Symbols (e.g. “n” “p” and delta) should be in italic font.

There is no consideration of measurement uncertainty, only of accuracy. A value might be less accurate, but if it has a larger uncertainty then it still overlaps the expected value. Many of the median errors shown in the boxplot figures are <0.1 permil – which is generally smaller than measurement uncertainty for EA-IRMS. This is the major shortcoming of this work. Please add discussion of measurement uncertainty in relation to the types of calibration investigated.

Specific comments:
Line 94 – While the Carter & Fry paper is excellent, there have been many other publications concerning inter-laboratory studies of isotope delta measurements since 2013. These include inter-laboratory comparisons among metrology institutes (https://doi.org/10.1088/0026-1394/54/1A/08005, https://doi.org/10.1088/0026-1394/59/1A/08004), members of the FIRMS Network (https://doi.org/10.1016/j.forc.2021.100306, https://doi.org/10.1016/j.scijus.2018.08.003) and inter-laboratory efforts to characterize new RMs (e.g. https://doi.org/10.1021/acs.analchem.5b04392 and https://doi.org/10.1021/acs.jafc.0c02610) among others. Not all of them show the same "poor interlaboratory comparability"

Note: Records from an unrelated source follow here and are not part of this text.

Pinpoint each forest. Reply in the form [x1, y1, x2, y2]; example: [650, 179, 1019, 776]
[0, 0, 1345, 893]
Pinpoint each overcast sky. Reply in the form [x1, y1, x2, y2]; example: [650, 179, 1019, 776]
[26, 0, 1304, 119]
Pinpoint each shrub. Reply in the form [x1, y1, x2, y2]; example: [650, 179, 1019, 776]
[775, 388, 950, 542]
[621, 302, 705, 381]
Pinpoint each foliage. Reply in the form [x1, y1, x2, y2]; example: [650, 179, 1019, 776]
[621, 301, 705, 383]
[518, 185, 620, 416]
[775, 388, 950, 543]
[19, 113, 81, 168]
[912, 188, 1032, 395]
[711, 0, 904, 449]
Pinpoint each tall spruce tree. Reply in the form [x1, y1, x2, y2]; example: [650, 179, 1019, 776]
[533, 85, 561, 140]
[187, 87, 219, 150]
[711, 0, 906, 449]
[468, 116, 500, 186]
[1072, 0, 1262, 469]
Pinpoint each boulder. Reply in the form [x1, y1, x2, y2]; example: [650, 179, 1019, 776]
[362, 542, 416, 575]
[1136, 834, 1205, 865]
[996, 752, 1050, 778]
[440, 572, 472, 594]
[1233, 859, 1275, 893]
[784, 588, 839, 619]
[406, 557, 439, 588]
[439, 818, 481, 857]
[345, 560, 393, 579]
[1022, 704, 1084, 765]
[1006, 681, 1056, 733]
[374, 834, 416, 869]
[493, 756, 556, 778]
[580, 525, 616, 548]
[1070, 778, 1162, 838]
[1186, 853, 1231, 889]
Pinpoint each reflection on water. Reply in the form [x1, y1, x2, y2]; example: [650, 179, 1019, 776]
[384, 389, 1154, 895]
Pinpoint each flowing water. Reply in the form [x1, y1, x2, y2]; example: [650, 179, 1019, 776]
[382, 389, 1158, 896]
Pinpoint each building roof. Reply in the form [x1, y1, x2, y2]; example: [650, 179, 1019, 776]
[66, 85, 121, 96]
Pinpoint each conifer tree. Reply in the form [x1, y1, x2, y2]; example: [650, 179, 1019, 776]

Line 106 – It’s not always a least-squares linear regression – see Meija & Chartrand (https://doi.org/10.1007/s00216-017-0659-1)

Line 109 – this paragraph could benefit from citation of the recent paper from Chartrand et al (https://doi.org/10.1088/0026-1394/60/1A/08028) concerning the inter-laboratory comparison CCQM-P212 that looked at the coherence of RMs (rather than the performance of the participating laboratories). This study looked at calibrations performed with different numbers of RMs and the choice of RMs. Some of its findings are in agreement with those discussed in this paper.

Line 114 – I’d put a hyphen between EA and IRMS.

Line 122 – There’s at least one paper that has looked at the effect of extrapolation on measurement uncertainty (https://doi.org/10.1002/rcm.8453) – admittedly it’s hidden away in a paper about carbon isotopic analysis of methylmercury by GC/C-IRMS and therefore not easy to find…

Line 133 (and 209) – the interlaboratory comparison CCQM-K140 and the parallel comparison involving members of the FIRMS Network as described in two papers (https://doi.org/10.1088/0026-1394/54/1A/08005 and https://doi.org/10.1016/j.scijus.2018.08.003) did seem to show a linearity (mass) effect between participants (see figure 3 of the latter paper) – so you’re not quite the first to look into it, although I’m pretty sure you are the first to investigate with planned measurements.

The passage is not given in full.